My approach is to mimic the steps that I went through when I wrote the sampler for the chapter. My hope is that by doing so, I will make it easier to follow along at home. I have attempted to make these pages relatively self-contained. That said, it would likely be helpful if you read the chapter first.
I have broken up the content into separate posts:
Getting started with R
Building your first sampler
Improving the sampler's performance (Coming soon)
- Post 10: Over dispersion and multi-core parallelism
- Post 11: Replacing R with C
- Post 12: Adaptive tuning of the Metropolis-Hastings proposals
Miscellany (Coming later)
- Post 13: Optimizing your computer for R.
I chose to implement this supplement as a blog because it seemed like a good way to communicate with the people who use it. Please feel free to leave a comment on any of the posts. Thanks.
R is an interpreted programming language that makes it easy to think about statistics instead of thinking about programming. Unlike other programming languages, R is commonly used by typing commands one-at-a-time in an interactive session.
RStudio is a program that facilitates this interactive use of R.
We will use both.
In this post, we define the Two-Parameter Logistic (2PL) IRT model, derive the complete conditionals that will form the basis of the sampler, and discuss our choice of prior specification.
In order to check that an estimation algorithm is working properly, it is useful to see if the algorithm can recover the true parameter values in one or more simulated "test" data sets. This post explains how to build such a test data set for a 2PL model, gives two methods to check that the data are being generated properly, and examines the robustness of the checks by intentionally introducing bugs.
In the chapter, we argue that a useful way to develop a Metropolis-Hastings (MH) within Gibbs sampler is to split the code into two levels. The top level is the "shell" of the MH within Gibbs algorithm, which sets up the data structures, implements burn-in and thinning of the chain, and calls a lower-level function to do the actual sampling from the complete conditionals. In this way, we can test the shell of the algorithm separately from testing the complete conditional samplers.
This post quotes the code presented in the chapter, discusses a data structure choice, gives an example of how to run the "empty" shell, and gives an example of how to visualize output from the shell.
The previous post outlined the general strategy of writing a MH within Gibbs sampler by breaking the code into two levels: a high level shell and a series of lower-level samplers which do the actual work.
This post discusses the first of the lower-level samplers, the sampler for the person ability parameters. The chapter gives a complete treatment of how to write the sampler, please read it for the details. Here, we summarize the development of the sampler, check that the sampler code is correct, and give two examples of how bugs might be detected. The final bug will motivate the next post where we will refactor this specific person ability sampler into a general MH sampler.
A best practice in software engineering is to re-use code instead of duplicating it. One reason for this is that it makes finding and fixing bugs easier. You only have to find the bug once instead of finding it every place you duplicated the code.
Since the person ability, item discrimination, and item difficulty samplers will all use the same Metropolis-Hastings (MH) algorithm, it would be useful to define each of those samplers in terms of a generic MH sampler.

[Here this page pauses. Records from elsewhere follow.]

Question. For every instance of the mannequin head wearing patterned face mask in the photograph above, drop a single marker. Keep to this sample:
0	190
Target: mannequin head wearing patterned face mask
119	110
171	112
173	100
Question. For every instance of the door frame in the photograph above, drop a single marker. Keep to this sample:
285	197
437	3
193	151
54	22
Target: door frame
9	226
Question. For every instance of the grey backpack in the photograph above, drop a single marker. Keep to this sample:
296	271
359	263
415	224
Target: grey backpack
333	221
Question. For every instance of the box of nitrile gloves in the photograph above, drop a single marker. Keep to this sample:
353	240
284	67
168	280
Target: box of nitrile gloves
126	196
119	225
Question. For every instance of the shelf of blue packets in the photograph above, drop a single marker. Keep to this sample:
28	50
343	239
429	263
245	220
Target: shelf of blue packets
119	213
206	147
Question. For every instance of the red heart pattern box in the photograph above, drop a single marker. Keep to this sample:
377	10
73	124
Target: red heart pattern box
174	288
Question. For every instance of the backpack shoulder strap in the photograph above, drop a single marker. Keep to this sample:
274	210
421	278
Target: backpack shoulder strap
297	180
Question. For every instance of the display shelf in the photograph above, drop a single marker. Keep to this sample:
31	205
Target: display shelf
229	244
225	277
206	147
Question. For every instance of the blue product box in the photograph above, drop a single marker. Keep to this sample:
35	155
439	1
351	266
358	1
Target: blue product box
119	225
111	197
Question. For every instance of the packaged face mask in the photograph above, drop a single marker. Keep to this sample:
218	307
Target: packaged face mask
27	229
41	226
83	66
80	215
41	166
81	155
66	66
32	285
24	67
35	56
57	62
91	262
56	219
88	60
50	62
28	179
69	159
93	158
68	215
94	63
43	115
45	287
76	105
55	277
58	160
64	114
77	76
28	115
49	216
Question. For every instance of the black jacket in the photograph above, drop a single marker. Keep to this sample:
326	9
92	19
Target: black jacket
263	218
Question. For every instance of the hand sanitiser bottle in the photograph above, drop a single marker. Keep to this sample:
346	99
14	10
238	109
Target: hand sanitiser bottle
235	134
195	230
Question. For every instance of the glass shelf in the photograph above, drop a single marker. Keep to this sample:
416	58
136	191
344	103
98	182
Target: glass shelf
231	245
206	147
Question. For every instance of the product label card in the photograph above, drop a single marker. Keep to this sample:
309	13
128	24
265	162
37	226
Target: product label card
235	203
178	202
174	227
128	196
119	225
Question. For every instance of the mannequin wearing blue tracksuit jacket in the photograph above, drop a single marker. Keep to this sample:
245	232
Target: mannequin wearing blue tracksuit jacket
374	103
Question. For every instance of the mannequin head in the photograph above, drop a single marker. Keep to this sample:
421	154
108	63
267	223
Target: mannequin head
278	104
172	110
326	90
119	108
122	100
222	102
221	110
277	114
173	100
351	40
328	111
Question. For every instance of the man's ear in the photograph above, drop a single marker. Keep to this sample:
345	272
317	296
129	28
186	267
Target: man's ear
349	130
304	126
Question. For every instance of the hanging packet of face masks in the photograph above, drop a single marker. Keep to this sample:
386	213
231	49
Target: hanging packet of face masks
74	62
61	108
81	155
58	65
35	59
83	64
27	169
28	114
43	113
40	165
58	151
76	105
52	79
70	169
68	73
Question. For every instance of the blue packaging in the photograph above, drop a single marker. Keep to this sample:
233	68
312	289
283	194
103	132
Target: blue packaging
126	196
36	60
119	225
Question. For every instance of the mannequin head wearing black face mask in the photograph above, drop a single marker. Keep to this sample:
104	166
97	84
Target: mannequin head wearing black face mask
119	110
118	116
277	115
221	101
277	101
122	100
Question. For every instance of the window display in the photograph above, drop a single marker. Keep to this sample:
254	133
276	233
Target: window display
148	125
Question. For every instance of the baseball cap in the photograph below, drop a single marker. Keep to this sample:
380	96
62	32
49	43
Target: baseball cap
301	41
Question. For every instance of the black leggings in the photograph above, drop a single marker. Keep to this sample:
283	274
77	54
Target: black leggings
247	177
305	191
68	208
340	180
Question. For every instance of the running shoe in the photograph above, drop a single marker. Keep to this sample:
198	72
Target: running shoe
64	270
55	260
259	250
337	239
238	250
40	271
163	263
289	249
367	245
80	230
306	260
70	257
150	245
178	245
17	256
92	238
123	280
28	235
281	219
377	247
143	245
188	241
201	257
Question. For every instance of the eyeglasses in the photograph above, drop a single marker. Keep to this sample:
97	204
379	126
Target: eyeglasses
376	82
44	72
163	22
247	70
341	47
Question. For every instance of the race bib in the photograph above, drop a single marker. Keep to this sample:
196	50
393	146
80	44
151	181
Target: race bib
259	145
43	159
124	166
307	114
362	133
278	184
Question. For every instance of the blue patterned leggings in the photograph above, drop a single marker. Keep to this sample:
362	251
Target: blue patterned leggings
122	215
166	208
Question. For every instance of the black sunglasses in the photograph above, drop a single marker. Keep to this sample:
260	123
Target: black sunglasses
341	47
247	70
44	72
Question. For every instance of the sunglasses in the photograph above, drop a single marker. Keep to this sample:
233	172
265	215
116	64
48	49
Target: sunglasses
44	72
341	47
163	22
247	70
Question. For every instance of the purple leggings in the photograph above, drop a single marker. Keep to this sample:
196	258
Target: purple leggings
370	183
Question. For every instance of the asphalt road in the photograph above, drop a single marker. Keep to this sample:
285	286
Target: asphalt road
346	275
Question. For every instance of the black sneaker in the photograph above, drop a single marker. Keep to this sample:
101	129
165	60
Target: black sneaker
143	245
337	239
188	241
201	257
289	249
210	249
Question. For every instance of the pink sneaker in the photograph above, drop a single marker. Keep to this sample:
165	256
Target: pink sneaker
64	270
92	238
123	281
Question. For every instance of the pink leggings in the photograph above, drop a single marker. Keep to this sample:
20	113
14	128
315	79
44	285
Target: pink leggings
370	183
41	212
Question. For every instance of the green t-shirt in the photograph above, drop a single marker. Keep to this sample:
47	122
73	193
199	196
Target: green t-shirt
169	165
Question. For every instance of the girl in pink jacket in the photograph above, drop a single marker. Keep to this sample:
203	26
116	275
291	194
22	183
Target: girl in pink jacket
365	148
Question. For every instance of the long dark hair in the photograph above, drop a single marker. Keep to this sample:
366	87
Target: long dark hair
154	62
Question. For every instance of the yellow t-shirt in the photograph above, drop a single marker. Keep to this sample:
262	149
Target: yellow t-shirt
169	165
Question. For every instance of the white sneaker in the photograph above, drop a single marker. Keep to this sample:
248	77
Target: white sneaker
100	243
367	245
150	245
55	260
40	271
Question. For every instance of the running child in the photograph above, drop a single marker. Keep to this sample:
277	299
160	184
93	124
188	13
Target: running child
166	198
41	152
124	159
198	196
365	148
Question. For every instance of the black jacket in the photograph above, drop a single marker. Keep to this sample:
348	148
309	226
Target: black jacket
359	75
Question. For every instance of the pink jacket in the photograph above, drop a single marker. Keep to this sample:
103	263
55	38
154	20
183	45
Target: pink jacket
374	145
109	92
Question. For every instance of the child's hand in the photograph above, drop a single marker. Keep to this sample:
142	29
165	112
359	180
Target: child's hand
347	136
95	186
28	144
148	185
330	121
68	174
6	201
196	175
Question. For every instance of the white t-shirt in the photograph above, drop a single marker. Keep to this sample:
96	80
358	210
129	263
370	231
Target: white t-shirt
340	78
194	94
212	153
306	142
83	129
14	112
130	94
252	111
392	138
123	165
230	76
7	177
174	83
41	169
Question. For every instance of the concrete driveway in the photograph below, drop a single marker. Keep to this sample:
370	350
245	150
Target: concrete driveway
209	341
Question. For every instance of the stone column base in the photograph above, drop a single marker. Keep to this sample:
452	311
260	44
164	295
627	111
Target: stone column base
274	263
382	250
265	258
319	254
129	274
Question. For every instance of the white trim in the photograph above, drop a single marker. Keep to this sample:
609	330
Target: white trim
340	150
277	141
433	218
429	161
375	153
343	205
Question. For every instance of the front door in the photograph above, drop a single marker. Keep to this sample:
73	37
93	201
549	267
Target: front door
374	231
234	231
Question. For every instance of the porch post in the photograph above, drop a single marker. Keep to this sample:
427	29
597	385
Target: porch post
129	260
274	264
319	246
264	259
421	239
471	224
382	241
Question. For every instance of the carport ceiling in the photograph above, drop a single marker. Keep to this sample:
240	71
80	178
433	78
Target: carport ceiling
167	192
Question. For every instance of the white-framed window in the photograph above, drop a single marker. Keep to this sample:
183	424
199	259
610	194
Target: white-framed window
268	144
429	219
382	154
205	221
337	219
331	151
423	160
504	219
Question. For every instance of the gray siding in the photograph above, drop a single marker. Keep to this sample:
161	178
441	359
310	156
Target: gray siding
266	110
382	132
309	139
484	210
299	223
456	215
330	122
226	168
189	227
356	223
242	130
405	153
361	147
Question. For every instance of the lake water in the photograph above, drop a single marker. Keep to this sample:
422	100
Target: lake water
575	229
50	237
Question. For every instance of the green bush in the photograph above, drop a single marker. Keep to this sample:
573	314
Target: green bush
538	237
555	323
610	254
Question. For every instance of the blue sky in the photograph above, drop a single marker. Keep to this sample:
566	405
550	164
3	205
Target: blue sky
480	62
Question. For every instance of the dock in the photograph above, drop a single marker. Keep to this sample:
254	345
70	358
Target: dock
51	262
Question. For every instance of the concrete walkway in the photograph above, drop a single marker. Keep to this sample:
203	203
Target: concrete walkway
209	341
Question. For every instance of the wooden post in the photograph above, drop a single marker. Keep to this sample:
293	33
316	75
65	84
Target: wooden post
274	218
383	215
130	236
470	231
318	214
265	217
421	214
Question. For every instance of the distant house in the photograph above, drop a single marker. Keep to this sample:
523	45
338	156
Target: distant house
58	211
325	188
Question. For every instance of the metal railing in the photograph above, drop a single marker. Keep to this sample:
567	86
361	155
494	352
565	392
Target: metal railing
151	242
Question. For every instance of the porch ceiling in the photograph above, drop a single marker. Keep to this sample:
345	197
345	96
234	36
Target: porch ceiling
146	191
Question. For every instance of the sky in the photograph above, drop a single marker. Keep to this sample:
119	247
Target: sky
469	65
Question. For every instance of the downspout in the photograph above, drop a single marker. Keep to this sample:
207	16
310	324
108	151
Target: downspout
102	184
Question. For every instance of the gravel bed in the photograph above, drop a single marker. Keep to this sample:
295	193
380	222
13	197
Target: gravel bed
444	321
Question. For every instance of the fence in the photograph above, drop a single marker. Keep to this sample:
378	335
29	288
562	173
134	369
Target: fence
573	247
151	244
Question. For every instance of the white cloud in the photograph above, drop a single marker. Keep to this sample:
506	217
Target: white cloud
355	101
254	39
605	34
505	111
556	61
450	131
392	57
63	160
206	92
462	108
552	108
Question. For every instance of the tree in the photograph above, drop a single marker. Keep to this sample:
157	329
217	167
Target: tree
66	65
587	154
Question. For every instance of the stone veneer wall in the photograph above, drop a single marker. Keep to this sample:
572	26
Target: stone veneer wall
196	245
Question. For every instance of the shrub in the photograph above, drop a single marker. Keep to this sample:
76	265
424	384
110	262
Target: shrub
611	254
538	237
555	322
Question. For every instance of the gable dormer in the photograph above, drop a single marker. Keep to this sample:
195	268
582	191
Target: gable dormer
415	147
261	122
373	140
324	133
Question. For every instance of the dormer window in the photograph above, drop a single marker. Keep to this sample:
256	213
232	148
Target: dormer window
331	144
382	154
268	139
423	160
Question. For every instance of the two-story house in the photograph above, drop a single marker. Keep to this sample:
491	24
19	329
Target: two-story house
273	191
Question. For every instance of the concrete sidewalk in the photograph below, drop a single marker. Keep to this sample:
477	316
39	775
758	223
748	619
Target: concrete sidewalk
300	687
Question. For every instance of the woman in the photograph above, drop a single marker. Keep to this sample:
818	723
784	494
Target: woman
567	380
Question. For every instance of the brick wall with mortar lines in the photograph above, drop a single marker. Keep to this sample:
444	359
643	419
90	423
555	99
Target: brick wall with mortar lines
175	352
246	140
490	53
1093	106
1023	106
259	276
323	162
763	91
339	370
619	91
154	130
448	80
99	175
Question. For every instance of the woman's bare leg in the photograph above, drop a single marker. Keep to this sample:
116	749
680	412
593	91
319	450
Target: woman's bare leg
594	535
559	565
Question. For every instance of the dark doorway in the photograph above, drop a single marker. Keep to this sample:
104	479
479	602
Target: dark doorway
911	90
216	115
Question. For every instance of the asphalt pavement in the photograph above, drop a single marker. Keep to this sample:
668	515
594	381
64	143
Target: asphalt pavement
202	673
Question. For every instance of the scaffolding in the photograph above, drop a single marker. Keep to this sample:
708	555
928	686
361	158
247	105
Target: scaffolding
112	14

In this post, we refactor the person ability sampler from Post 4 into: (1) a generic MH sampler, (2) a function to draw proposals for the person ability parameters, and (3) a function to calculate the complete conditional density qfor the person ability parameters. We then implement a new version of the person ability sampler and compare its output to the sampler from Post 4.
In this post we refactor the proposal function from the previous post into a generic normal proposal function. This allows us to implement normal proposals for the (yet to be developed) samplers for the item parameters without duplicating code.
Our approach is to write a function which returns a function. We begin with a toy example to explain why that would work, implement a function that returns a normal proposal function, and then check that the refactored function works.
In this post, we will build the samplers for the item parameters using the generic functions developed in Post 5 and Post 6. We will check that the samplers work by running them on the fake data from Post 2, visualizing the results, and checking that the true values are recovered.
The Bayesian 2PL IRT model we defined in Post 1 set a hyper-prior on the variance of the person ability parameters. This post implements the sampler for this parameter as a Gibbs step. We will check that Gibbs step is working by running it on the fake data from Post 2, visualizing the results, and checking that the true value is recovered.